2. Segmentation | Semantic Correlation (7 articles)

2.1 Resolution-Aware Design of Atrous Rates for Semantic Segmentation Networks

Resolution-aware ATROS Rate Design in Semantic Word Segmentation Networks

https://arxiv.org/abs/2307.14179

insert image description here
DeepLab is a widely used deep neural network for semantic segmentation, which owes its success to its parallel architecture called atrous spatial pyramid pooling (ASPP). ASPP uses multiple acyclic convolutions with different acyclic rates to extract local and global information.

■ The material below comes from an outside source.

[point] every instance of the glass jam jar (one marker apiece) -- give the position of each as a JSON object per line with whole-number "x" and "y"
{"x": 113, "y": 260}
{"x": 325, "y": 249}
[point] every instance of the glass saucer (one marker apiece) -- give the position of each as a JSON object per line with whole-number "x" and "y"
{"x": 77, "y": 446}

However, a fixed value of atrous rate is used for the ASPP module, which limits the size of its field of view. In principle, f-stop should be a hyperparameter that changes the size of the field of view according to the target task or dataset. However, unpowered manipulation is not subject to any criteria. This study proposes practical guidelines to obtain an optimal atrous rate. First, an effective semantic segmentation receptive field is introduced to analyze the internal behavior of the segmentation network. We observed that the use of ASPP modules produced a specific pattern in the effective receptive field, which is the underlying mechanism by which tracking reveals modules. Therefore, we derive practical guidelines to obtain the optimal atrous rate, which should be controlled based on the size of the input image. Using the best atrous rate consistently improves segmentation results across several datasets, including the STARE, CHASE_DB1, HRF, Cityscapes, and iSAID datasets, compared to other values.

2.2 Pre-Training with Diffusion models for Dental Radiography segmentation

Dental Image Segmentation Pre-training Based on Diffusion Model

https://arxiv.org/abs/2307.14066

insert image description here
Segmentation of medical radiography, especially dental radiography, is highly label-constrained, requiring specific expertise and the cost of labor-intensive annotation. In this work, we propose a simple pre-training approach for semantic segmentation utilizing the Denoising Diffusion Probability Model (DDPM), which achieves impressive results in generative modeling. Our simple approach achieves superior performance in terms of label efficiency and requires no architectural modifications between pre-training and downstream tasks. We propose to first pre-train Unet by utilizing the DDPM training objective, and then fine-tune the resulting model on the segmentation task. Our experimental results show that the proposed method is competitive to the state-of-the-art pre-trained methods for segmenting dental radiographs.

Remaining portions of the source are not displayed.